The circuits and physiological mechanisms of hippocampal memory
I am honored and humbled to receive this year’s Tsukahara Award. Dr. Nakaakira Tsukahara was among the first scientists to study memory by connecting synaptic, circuit and behavioral plasticity. My own research career follows the path pioneered he and his peers, combining conditional genetics in the mouse, behavioral assays, and the well characterized in vivo physiology of the hippocampus to try to understand the mechanisms of memory.
The hippocampus is one of the most well characterized regions of the mammalian brain. The discovery of ‘place cells’ by John O’Keefe nearly 50 years ago has led to a deep understanding of how cognitive representations are formed, used and modified in freely behaving animals. I was fortunate to begin my PhD at a time and place that allowed me the unique opportunity to work with Dr. Susumu Tonegawa and Dr. Matt Wilson to combine place cell recordings and mouse genetics for the first time. Throughout my career I have continued to exploit our understanding of place cell activity to probe how genetic interventions can alter spatial coding and information flow and give us insight to the memory functions of the circuit.
A consistent arc in my research over the last two decades has been understanding the contributions of the distinct subfields to the function of the hippocampus. Characterizing the impact of the loss of NMDA plasticity in CA1 and the DG on behavior and physiology were the main focus of my graduate and postdoctoral work respectively. In my own lab we have continued to pursue these questions, examining how plasticity and transmission in all 4 regions of the circuit (CA1/CA2/CA3/DG) shapes memory and function, including recent work on the long overlooked CA2 region. While this work has been rewarding, it has also made clear that while information flow in the hippocampus is often described as progressing from the entorhinal cortex (EC) to the dentate gyrus (DG), then sequentially along the CA3/CA2/CA1 axis, the data suggest a more complex regulation of multiple parallel circuits. Understanding how these circuits are recruited and modified by task and cognitive demands is an ongoing challenge we aim to help tackle.
In parallel to these subregion specific manipulation, my group has pursued projects employing physiology as a means to better understand memory dysfunction linked to disease. We have used mouse models of Down Syndrome and intellectual disability/autism, as well as external interventions such as seizure induction and chronic stress, to address physiological phenotypes connected to changes in memory. While each model is unique, one clear pattern emerging from both our work and others in the field is that these disorders are often associated with a dysregulation of the inhibitory/excitatory balance in the hippocampus. Better understanding of these dynamics in both the healthy and unhealthy brain will be invaluable in translating these observations into novel approaches to treatment.

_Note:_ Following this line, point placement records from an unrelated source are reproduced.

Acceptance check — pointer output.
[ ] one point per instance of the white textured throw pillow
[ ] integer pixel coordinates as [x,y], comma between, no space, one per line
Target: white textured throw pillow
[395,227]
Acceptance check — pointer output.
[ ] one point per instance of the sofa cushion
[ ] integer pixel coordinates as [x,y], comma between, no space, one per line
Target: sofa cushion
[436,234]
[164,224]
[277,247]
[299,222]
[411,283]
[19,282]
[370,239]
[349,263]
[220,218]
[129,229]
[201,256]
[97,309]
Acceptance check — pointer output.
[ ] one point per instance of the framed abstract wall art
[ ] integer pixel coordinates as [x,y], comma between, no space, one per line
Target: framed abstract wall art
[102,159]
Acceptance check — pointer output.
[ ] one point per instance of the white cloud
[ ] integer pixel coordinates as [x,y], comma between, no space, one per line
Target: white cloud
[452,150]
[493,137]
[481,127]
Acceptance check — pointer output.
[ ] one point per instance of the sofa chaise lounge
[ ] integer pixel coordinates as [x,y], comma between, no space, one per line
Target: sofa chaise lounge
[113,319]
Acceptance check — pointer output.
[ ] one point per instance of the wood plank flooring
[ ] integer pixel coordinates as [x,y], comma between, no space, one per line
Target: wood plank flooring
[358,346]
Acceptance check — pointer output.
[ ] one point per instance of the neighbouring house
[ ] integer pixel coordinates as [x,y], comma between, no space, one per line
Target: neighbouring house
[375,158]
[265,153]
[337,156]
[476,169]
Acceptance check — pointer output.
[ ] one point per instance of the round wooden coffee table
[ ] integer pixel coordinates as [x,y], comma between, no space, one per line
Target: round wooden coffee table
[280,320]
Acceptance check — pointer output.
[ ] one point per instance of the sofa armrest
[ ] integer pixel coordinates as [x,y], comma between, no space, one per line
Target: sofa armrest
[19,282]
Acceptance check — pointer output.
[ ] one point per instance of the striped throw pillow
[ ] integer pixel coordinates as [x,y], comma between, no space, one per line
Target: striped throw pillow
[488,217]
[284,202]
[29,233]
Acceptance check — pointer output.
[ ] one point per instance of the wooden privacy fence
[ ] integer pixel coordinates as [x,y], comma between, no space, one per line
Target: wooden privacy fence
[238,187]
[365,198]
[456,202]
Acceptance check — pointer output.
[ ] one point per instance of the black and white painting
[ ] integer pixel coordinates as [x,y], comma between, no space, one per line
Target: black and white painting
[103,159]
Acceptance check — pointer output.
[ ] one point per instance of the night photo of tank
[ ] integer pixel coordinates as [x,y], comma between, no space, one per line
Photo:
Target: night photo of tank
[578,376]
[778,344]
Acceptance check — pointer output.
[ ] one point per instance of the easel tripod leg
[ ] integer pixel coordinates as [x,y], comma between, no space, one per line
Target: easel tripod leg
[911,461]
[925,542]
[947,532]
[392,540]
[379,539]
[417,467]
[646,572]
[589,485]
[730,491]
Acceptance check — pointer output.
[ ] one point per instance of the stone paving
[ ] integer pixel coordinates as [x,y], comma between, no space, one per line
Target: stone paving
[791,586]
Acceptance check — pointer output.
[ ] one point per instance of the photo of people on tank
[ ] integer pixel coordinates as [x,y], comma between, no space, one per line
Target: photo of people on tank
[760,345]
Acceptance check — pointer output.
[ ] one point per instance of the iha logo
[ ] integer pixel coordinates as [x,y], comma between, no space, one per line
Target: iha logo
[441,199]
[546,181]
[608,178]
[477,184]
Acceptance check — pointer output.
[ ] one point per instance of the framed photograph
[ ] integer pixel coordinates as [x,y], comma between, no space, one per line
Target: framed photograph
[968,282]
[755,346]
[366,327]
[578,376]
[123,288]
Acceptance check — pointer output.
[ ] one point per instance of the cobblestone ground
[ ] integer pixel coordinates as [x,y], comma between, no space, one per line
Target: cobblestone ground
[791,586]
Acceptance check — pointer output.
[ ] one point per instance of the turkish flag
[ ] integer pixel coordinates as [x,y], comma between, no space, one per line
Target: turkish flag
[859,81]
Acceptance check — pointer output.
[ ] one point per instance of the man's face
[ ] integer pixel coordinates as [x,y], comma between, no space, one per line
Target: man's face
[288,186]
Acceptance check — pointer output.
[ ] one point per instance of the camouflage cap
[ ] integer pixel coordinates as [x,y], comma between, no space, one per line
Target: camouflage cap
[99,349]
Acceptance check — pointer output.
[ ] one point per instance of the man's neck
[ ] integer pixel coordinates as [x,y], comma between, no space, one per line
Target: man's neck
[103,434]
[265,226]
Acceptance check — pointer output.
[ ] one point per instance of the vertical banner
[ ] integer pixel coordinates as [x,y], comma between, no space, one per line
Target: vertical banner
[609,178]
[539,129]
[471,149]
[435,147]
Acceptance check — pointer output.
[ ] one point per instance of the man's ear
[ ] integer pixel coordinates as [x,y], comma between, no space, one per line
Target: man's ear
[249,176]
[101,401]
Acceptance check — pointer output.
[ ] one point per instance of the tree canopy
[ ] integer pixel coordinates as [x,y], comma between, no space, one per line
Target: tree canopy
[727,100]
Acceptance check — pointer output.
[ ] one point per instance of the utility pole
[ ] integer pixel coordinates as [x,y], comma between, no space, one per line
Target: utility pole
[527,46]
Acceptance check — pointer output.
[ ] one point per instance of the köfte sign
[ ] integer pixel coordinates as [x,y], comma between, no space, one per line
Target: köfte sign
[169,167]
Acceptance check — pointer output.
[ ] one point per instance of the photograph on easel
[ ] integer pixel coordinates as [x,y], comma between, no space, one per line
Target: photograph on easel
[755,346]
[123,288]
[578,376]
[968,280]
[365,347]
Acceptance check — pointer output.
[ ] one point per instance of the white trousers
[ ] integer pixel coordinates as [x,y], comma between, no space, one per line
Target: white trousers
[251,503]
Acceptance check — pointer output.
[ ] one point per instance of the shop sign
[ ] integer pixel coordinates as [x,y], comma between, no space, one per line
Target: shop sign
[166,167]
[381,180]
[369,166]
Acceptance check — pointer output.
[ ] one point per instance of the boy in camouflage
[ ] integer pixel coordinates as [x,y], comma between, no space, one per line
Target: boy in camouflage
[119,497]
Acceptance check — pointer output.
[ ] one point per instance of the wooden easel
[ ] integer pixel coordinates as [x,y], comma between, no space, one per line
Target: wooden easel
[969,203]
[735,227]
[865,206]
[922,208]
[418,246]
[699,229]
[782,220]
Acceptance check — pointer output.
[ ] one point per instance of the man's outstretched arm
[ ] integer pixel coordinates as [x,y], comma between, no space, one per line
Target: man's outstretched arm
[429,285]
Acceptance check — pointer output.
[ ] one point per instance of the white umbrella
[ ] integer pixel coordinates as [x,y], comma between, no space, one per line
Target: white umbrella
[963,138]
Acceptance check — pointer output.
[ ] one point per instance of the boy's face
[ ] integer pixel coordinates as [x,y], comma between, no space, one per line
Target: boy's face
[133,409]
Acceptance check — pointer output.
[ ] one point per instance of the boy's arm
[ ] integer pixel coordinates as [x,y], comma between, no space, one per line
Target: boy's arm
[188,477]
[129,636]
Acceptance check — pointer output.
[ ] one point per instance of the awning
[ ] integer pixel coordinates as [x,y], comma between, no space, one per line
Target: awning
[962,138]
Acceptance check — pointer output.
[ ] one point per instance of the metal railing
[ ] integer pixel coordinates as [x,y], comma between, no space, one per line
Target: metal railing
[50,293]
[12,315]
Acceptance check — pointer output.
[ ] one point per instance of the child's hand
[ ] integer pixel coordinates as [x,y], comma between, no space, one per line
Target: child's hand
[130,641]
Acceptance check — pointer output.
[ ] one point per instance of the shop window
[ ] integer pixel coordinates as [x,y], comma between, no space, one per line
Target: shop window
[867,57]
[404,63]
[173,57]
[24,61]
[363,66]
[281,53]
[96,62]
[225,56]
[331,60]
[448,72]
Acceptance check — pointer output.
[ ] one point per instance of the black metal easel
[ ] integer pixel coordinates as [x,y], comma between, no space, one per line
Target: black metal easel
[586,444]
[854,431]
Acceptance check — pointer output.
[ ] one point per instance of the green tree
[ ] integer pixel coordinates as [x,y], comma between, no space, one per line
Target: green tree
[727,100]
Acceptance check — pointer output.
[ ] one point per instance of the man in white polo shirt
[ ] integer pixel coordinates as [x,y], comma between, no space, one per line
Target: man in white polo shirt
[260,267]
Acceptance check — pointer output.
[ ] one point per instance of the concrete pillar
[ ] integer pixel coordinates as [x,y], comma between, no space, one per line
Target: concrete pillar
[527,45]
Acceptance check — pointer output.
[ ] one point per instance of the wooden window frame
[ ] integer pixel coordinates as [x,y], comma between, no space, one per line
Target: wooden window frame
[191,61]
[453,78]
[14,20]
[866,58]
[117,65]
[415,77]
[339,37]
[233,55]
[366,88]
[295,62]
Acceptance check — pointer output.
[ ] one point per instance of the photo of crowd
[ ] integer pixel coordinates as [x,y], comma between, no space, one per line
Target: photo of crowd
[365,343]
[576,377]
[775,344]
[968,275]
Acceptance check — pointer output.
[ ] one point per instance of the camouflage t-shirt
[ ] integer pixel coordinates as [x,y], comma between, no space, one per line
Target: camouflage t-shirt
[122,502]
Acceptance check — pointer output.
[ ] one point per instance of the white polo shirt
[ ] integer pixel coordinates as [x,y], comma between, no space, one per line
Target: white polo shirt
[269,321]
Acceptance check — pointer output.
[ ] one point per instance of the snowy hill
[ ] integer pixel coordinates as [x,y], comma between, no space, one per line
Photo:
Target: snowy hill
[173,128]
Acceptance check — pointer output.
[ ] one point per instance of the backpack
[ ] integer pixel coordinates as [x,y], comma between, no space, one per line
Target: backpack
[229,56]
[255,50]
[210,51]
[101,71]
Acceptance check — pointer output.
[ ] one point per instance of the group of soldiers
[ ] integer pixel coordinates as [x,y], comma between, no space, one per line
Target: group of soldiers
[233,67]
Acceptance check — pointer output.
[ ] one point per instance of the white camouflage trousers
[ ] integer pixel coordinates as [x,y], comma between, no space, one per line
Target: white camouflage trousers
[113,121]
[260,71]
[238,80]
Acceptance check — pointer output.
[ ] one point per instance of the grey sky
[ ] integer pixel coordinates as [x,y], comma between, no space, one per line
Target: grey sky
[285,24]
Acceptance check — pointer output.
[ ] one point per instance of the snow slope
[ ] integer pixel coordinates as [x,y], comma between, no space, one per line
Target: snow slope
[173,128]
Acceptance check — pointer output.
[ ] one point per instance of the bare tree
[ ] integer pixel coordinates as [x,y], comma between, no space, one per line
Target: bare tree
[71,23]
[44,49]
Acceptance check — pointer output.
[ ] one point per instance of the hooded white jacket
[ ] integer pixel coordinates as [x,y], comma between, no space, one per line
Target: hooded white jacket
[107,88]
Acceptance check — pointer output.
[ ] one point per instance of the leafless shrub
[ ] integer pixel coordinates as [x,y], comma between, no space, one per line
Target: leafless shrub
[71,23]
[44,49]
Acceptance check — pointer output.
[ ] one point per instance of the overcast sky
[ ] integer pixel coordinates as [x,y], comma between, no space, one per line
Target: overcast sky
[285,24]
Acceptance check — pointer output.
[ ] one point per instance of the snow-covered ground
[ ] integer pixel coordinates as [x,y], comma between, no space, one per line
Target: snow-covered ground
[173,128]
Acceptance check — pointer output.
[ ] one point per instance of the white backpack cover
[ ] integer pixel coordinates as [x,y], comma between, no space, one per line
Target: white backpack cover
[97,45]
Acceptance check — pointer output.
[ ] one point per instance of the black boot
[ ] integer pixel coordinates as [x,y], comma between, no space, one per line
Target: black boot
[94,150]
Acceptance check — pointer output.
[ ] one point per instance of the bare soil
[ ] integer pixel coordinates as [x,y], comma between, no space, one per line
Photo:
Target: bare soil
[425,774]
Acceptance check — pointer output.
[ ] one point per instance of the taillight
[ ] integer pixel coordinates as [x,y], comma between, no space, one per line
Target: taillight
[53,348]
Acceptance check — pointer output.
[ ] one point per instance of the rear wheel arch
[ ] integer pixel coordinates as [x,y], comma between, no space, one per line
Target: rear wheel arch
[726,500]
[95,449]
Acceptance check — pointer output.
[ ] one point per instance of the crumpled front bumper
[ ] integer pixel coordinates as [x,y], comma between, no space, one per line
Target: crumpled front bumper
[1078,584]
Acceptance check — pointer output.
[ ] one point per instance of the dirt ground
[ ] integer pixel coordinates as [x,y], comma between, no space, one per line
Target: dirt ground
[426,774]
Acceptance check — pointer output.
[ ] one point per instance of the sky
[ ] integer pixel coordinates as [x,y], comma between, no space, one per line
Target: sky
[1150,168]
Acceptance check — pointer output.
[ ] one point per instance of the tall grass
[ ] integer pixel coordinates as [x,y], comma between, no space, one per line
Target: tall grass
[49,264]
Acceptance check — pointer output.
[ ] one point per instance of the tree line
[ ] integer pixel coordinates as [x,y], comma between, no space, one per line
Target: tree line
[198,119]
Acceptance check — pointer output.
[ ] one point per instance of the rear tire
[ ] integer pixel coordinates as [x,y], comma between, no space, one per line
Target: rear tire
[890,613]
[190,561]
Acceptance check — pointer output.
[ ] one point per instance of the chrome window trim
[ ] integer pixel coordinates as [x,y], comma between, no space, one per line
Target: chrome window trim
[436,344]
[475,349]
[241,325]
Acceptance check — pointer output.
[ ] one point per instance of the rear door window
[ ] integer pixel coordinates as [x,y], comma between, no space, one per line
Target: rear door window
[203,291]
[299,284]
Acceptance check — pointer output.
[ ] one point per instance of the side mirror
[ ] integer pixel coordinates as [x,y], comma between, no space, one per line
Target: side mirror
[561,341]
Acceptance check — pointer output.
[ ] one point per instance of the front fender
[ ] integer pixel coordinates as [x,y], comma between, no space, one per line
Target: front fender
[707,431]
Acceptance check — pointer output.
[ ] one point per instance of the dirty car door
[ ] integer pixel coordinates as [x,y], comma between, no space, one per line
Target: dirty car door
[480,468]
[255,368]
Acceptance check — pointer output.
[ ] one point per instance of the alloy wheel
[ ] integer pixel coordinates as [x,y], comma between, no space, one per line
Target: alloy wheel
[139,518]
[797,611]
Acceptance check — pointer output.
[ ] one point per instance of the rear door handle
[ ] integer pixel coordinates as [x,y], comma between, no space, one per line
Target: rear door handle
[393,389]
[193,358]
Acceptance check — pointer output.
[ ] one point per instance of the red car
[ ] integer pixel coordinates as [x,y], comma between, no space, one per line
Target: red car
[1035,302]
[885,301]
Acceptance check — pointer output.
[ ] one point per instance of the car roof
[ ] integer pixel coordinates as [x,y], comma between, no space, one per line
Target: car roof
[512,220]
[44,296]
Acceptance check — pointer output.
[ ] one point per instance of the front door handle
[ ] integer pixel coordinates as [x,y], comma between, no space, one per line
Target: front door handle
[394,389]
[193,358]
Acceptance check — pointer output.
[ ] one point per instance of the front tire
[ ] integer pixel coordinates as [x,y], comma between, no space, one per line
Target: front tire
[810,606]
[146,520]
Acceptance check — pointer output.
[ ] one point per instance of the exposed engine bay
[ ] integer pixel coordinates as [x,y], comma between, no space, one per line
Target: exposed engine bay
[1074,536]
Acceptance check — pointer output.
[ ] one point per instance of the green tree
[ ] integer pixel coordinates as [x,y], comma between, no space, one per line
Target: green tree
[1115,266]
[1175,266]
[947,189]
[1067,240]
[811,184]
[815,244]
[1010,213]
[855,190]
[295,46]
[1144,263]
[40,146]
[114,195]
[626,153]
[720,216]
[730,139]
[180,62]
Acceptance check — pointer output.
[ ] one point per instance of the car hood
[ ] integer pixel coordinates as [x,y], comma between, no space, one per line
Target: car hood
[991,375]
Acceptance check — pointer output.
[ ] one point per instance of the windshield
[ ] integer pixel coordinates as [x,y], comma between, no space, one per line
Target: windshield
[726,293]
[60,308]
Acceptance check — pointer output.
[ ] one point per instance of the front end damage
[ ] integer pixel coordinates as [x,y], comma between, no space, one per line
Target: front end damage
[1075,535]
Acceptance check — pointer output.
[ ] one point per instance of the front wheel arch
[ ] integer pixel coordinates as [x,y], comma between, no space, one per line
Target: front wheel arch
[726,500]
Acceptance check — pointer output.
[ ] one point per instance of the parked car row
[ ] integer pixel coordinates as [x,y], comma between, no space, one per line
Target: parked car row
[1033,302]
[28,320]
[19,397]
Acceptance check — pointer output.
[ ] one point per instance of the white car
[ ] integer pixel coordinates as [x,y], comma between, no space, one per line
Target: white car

Most recently we have combined our expertise in physiology with transgenic memory ‘engram’ labeling approaches to better understand the links between place cells and memory. We observed a physiological signature of these memory neurons and a distinction between precise spatial coding and contextual indexing by distinct hippocampal ensembles, suggesting the hippocampal engram serves as an index of memory content. Future work must build on these results to address the precision of temporal coordination of the hippocampal regions in terms of specific memory-related ensembles.
Overall the lab is committed to understanding how the dynamic routing of information in the local circuits of the hippocampus and across the brain underlies memory encoding, consolidation and recall. In the coming years we will remain focused on the use of current and emerging technologies to manipulate neurons and decipher their activity and on our commitment to pursuing innovative collaborations, both locally and globally. Despite decades of study, as we unravel the mechanistic roles of the hippocampus in learning, memory and disease we still encounter surprises and I look forward to tackling those challenges with my colleagues.
Finally, I am indebted to the training I received from Drs. Tonegawa and Wilson and their lab members and to the ideas, effort and support of the incredible staff, technicians, students and post-docs that I have worked with at RIKEN. I have had the blessing of fantastic colleagues and collaborators and my success is a reflection of their contributions.
2001 PhD, Massachusetts Institute of Technology, Department of Biology
2001 HHMI Postdoctoral Research Associate, Massachusetts Institute of Technology
2004 Research Scientist, The Picower Institute for Learning and Memory , MIT
2009 Team Leader, RIKEN Brain Science Institute
2016 Senior Team Leader, RIKEN Brain Science Institute
2018 Team Leader, RIKEN Center for Brain Science
Studying the mouse hippocampus. a. Coronal section of the mouse hippocampus with the CA2 subfield highlighted in green and the dentate gyrus in red. b. The activity of a large number of hippocampal neurons can be monitored as a mouse explores a track. c. An ensemble of simultaneously recorded CA1 pyramidal cells show temporally and spatially organized firing as the mouse explores the environment.